Elon Musk dizia que a comédia hoje em dia era ilegal e que queria tornar legal novamente. Ora, tendo em conta o seu portefólio de trafulhices, se a comédia fosse algo ilegal, com certeza Musk ou Trump já a teriam cometido.

Após o assassinato em público do podcaster Charlie Kirk, várias empresas foram pressionadas a despedir pessoas que ousaram citar o menino ou até fazer piadas sobre isso.

Jimmy Kimmel teve o seu programa suspenso porque, segundo a Comissão Federal de Comunicações, não está de acordo com o interesse público. Mais uma vez, por coincidência, Donald Trump já tinha pedido a sua demissão publicamente e ameaçado retaliações à existência do programa, mas foi só coincidência.

De repente, a turma dos comediantes e comentadores do “já não se pode dizer nada” já não tem absolutamente nada para dizer.

Lutaram tanto pelo direito de chamar alguém de retardado que quando é o sistema político a sê-lo ninguém quer chamar por esse nome.
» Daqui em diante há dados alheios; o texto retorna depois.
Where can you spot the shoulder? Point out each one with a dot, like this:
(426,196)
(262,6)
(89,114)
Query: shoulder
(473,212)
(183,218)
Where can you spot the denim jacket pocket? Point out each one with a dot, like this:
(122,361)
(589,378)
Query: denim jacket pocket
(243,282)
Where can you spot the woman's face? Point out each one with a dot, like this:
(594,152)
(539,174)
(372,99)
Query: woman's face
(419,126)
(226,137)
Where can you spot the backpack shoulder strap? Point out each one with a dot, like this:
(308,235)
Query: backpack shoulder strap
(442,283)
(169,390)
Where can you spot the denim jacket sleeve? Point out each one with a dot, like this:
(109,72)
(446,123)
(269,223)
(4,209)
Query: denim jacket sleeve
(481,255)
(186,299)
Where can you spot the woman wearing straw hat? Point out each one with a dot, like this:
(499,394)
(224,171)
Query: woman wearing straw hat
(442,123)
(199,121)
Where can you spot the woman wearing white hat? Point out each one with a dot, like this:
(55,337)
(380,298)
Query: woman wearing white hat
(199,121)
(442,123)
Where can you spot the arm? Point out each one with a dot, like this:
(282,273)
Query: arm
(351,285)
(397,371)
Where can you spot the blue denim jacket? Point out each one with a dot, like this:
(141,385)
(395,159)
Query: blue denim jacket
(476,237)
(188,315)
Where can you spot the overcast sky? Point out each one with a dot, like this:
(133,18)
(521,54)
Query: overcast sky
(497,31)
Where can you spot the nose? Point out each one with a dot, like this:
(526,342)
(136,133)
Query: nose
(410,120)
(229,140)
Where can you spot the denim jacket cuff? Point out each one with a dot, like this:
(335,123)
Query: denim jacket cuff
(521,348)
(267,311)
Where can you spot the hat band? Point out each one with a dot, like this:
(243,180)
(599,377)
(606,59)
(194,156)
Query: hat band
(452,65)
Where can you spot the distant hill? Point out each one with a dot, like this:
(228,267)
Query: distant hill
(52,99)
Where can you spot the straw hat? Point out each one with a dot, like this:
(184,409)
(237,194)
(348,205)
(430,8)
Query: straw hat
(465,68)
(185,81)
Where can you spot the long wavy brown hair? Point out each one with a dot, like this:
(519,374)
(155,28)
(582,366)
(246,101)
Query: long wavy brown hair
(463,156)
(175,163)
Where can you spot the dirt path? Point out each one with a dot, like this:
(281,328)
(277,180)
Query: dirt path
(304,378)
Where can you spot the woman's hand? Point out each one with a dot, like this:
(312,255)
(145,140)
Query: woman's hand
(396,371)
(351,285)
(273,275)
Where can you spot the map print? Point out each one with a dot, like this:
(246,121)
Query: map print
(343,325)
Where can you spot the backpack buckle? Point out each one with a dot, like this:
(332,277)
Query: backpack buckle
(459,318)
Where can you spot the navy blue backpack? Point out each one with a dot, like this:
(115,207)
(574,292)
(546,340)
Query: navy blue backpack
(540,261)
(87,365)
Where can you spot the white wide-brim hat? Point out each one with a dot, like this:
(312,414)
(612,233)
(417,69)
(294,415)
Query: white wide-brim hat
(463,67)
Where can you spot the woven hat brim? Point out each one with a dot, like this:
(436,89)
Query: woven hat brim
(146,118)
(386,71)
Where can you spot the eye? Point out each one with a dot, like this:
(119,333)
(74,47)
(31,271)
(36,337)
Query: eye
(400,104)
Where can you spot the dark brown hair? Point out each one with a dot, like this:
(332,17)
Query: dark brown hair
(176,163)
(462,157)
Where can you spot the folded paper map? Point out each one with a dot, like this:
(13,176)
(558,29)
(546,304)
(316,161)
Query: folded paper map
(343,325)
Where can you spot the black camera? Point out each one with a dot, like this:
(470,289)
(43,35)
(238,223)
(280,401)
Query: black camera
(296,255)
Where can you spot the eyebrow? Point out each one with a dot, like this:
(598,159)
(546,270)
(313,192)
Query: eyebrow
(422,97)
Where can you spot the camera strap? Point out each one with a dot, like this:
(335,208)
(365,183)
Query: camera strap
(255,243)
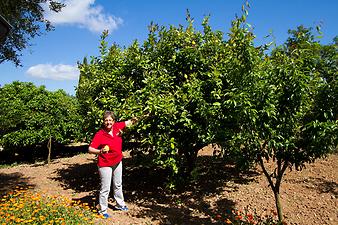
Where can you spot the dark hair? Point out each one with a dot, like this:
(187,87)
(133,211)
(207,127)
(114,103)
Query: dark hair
(107,114)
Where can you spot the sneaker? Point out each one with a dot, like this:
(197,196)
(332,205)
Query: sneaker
(105,215)
(121,208)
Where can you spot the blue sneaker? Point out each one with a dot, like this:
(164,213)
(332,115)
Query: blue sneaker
(121,208)
(106,215)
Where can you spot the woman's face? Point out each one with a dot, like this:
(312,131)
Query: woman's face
(108,122)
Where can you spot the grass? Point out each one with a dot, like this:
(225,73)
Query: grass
(23,206)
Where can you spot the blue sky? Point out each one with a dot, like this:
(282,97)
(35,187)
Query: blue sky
(52,58)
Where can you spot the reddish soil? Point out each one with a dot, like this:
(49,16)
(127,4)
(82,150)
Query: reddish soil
(308,197)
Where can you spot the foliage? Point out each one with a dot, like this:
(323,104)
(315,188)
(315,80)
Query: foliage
(22,206)
(30,115)
(176,82)
(288,113)
(193,88)
(27,21)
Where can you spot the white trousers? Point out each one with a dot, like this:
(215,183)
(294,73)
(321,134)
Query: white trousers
(107,174)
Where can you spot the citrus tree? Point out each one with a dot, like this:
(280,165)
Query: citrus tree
(177,82)
(32,116)
(288,114)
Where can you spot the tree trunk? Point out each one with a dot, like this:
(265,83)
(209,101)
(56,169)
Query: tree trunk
(278,203)
(49,146)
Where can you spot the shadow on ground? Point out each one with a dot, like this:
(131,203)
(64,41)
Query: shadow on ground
(10,182)
(146,187)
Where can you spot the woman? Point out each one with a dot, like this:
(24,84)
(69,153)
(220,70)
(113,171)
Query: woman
(107,144)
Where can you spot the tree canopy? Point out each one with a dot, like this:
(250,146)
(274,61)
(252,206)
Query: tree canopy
(193,88)
(27,21)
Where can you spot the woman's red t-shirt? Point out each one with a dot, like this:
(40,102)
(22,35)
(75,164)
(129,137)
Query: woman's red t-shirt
(114,141)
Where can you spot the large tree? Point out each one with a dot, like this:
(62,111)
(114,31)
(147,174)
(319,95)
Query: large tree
(177,82)
(27,20)
(288,113)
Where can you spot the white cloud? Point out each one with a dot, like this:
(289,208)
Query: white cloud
(54,72)
(84,14)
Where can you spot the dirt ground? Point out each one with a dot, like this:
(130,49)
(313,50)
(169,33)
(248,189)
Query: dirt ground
(308,197)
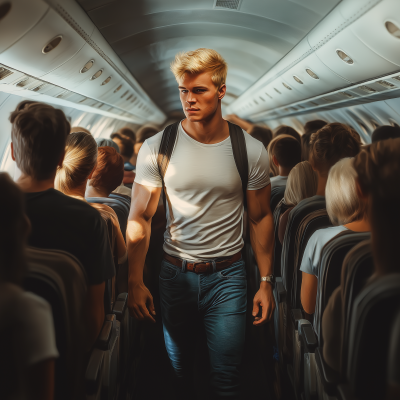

Mesmo em Portugal, onde tanta gente se manifestou pelo falecimento de Charlie, como se toda a gente frequentasse a mesma fábrica de chocolates, permaneceu demasiado estarrecida para comentar.

A IL que ainda há pouco se prestou logo a defender o direito da atriz Sidney Sweeney fazer publicidade a calças de ganga, chamando-a de incancelável, de repente demorou um bom bocado a quebrar o total silêncio quando programas de comediantes foram de facto cancelados. Talvez a prontidão a defender o forte amor do partido pela liberdade de expressão se restrinja apenas a loiras de jeans.

Já agora, não sei se a senhorita Sweeney aprovaria dizerem que é incancelável. Eu não sei se isso é motivo de orgulho: a diarreia também é e isso não a torna algo bom.

Quando Mariana Leitão finalmente comentou o caso, disse logo que “O wokismo continua forte na América”. Aparentemente, “censura do estado” agora mudou de nome. O problema da PIDE não era a falta de liberdade de expressão, era ser demasiado woke. Salazar é a cara do wokismo.

É sempre interessante que quem mais se diz contra a “cultura woke” e que o “wokismo” está por todo o lado fique sem dormir a pensar nisso. Afinal quem é que está woke o tempo todo?

Entre a censura do wokismo e outras coisas que não existem, ainda prefiro vampiros.

André Ventura ainda há uns tempos dizia que “o parlamento está sequestrado pela linguagem woke” e isso faz sentido porque está cheio de obcecados que não param de dizer isso.

Curiosamente, os membros do partido Chega, conhecidos por gritar aos mais altos berros que a liberdade de expressão é das melhores virtudes, não parece ter qualquer problema quanto a calarem comediantes. É bom saber que os mais altos defensores da liberdade de expressão irrestrita, na verdade, importam-se tanto com a liberdade de expressão quanto um babuíno se importa com física quântica.

Se calhar era preciso tudo isto para sabermos que quem se queixa tanto da cultura de cancelamento já estava até ao pescoço nisso ainda antes do Kirk.